Thanks for the report; I doubt we’ll be updated the patterns in TeX distributions, but it’s always good to know.
Shouldn't we report this to the author and Barbara Beeton?
Sure, we can, but Barbara is already aware, see http://tug.org/pipermail/tex-hyphen/2017-June/001613.html (although she doesn’t seem to have published the new list of hyphenation exceptions); and you know as well as I do that even if can improve the current en-US
patterns there will be immense resistance to changing them in distributions due to stability concerns. But I’ll contact Gerard Kuiken if I can find the time.

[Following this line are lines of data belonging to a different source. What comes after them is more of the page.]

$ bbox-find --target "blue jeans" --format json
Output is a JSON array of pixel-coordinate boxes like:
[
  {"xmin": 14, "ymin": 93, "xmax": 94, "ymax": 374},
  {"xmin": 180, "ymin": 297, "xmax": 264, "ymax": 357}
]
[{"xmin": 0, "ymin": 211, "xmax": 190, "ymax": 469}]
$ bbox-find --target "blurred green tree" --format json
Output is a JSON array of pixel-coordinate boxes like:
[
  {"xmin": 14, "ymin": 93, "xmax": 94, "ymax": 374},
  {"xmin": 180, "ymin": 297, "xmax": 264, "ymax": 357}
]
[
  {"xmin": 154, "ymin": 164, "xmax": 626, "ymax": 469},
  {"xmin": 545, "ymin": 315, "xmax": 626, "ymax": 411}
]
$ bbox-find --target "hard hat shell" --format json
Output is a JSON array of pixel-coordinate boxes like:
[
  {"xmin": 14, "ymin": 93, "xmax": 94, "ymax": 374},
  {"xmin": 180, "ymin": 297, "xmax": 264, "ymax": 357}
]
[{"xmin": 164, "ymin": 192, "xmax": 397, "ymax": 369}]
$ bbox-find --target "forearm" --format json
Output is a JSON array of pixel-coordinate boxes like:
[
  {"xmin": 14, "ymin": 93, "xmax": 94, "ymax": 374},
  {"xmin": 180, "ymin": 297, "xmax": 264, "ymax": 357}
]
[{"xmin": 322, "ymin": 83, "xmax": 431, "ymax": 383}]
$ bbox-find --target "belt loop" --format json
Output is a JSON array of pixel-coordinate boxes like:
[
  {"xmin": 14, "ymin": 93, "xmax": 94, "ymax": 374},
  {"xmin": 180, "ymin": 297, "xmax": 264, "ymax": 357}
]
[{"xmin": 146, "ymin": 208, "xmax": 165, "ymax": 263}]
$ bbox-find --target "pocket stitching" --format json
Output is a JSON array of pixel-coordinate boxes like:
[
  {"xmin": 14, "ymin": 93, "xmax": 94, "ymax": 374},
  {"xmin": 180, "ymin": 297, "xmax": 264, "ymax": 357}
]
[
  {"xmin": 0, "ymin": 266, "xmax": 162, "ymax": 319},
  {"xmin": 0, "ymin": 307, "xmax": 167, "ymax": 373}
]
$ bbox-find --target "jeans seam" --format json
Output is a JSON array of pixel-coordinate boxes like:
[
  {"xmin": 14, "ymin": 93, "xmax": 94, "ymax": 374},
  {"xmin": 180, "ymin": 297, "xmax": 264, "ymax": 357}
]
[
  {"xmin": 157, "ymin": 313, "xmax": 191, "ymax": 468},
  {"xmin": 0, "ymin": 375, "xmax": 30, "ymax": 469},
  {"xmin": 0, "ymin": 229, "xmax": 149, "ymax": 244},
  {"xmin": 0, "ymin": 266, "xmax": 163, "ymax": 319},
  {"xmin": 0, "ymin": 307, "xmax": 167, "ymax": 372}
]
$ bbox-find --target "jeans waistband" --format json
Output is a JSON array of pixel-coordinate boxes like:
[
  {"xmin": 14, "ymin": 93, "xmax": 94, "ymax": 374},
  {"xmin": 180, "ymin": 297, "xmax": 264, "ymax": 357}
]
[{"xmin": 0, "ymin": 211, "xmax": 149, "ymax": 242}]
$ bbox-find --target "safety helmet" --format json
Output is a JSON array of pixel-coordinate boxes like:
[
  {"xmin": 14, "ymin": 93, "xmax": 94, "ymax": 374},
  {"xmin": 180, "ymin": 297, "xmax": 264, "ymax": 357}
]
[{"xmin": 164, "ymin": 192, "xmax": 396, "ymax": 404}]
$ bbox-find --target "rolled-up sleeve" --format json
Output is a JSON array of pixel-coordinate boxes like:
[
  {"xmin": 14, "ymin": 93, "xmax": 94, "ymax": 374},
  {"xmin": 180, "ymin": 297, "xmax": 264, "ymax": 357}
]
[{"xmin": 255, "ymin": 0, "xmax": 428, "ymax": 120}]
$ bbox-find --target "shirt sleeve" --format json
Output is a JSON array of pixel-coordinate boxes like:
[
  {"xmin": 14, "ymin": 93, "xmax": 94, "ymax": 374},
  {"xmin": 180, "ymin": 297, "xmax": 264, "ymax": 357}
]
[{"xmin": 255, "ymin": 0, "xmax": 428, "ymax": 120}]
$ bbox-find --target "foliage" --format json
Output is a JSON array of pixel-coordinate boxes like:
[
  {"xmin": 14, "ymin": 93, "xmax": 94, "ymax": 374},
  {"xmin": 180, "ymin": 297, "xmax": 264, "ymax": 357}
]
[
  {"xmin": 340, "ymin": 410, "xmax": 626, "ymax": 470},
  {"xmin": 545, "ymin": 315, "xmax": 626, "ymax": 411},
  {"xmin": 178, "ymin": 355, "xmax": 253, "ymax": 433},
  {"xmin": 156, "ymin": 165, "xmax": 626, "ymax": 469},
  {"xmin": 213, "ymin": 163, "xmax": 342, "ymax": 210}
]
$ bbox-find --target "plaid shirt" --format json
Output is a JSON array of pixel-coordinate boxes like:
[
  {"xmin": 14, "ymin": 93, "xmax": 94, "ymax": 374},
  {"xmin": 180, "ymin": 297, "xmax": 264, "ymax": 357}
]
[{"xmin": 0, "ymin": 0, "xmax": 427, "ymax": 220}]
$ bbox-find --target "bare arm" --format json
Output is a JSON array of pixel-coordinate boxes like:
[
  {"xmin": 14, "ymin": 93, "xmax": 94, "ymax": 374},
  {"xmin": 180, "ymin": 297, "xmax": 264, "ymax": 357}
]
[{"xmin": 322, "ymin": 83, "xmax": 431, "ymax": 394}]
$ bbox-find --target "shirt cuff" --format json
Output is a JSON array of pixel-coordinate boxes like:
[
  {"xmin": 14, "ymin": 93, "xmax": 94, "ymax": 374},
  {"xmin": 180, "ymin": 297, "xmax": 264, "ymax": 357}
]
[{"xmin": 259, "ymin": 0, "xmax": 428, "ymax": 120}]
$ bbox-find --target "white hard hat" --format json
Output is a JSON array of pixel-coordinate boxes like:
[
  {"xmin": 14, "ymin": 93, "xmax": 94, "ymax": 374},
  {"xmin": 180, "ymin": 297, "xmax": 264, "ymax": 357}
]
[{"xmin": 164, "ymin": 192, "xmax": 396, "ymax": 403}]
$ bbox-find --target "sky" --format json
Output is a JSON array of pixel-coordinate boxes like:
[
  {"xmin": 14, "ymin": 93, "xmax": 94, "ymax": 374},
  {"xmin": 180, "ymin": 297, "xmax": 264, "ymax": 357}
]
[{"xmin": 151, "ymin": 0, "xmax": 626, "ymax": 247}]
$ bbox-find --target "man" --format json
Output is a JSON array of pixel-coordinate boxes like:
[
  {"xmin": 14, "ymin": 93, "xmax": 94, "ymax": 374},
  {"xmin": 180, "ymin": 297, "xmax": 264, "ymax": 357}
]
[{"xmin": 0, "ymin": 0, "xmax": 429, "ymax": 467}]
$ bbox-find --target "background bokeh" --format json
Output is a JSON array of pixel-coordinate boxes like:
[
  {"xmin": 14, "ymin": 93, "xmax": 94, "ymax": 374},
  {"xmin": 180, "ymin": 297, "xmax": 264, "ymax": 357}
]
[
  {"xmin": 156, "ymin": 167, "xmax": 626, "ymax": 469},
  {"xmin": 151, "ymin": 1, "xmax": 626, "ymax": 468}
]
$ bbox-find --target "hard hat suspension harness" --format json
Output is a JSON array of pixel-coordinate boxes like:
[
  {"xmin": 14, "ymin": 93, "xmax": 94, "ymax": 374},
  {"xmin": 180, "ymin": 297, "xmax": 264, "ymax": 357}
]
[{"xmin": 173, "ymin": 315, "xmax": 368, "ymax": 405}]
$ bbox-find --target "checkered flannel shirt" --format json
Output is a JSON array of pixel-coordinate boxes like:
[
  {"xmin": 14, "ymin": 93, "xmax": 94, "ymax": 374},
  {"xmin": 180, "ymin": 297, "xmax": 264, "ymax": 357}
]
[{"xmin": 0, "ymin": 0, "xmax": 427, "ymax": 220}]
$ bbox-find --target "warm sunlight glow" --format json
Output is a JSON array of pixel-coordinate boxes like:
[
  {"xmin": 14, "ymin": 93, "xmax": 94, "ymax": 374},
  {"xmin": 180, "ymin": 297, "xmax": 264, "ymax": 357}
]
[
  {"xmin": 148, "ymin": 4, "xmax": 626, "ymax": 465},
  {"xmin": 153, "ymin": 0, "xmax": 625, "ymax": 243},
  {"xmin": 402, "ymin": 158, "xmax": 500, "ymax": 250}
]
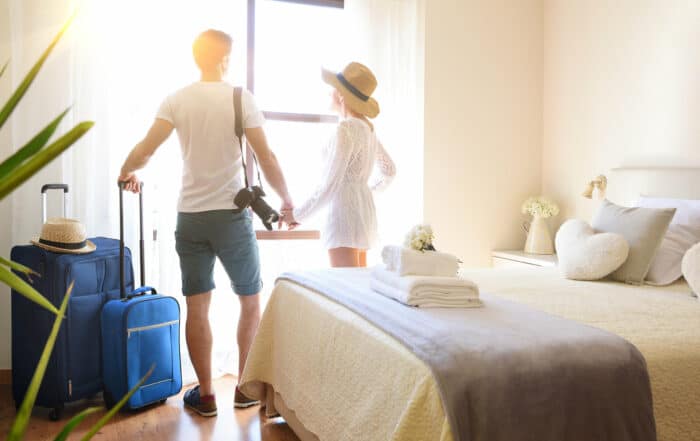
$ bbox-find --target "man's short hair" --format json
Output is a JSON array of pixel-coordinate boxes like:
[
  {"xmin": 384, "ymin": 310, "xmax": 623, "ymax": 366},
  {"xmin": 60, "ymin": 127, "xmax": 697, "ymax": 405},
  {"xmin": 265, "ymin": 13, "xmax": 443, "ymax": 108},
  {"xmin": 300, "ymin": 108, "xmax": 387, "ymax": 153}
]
[{"xmin": 192, "ymin": 29, "xmax": 233, "ymax": 71}]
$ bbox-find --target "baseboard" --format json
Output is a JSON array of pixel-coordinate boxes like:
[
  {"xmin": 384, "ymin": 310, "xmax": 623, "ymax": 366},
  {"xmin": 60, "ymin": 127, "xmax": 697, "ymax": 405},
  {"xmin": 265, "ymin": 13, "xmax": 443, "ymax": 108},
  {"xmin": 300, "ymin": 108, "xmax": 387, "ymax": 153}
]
[{"xmin": 0, "ymin": 369, "xmax": 11, "ymax": 385}]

Closing; we unfortunately feel we may not simply update the patterns because of the TeX community’s vaguely formulated compatibility policies, but I have noted this as a “known bug” (only two at the moment, this one and another one which is rather funny).
We would be happy to hear about other reported errors in the patterns, and if there is a tracker that we can follow, please let us know!
de-moc-rats (etc.) is a bug in Kuiken's usenglishmax. Knuth's patterns find no hyphenation points, a different/expected/unimportant bug.
Can't usenglishmax have a different list of exceptions than the regular english? I see no prospect of updating Kuiken's patterns, unless you want to try contacting him. I haven't communicated with him in more than a decade.
Debugging an Android user report, I found that Android was hyphenating the words "democrat" and "democrats" incorrectly, as:
de-mo-c-rat de-moc-rats
While Merriam Webster was recommending:
dem-o-crat
And Plain TeX was hyphenating as:
demo-crat democrats
Digging deeper, the source of the problem seems to be the following pattern in hyph-en-us.pat.txt:
5moc1ra1t
That pattern seems to not exist in Plain TeX's pattern file for US English. The other patterns applying to those words, all existing in Plain TeX, are:
1mo 4mocr 5crat.
I think the source of the problem is that the authors of the extended pattern file derived the modified patterns based on TUGboat's exception list, they created that "5moc1ra1t" pattern based on the word "de-moc-ra-tism" and didn't notice that adding it would cause "democrat" and "democrats" to be hyphenated incorrectly.
I guess these two words would not be the only exceptions, and there should be tens of other words that are affected by a similar problem of over-weighing the exception list.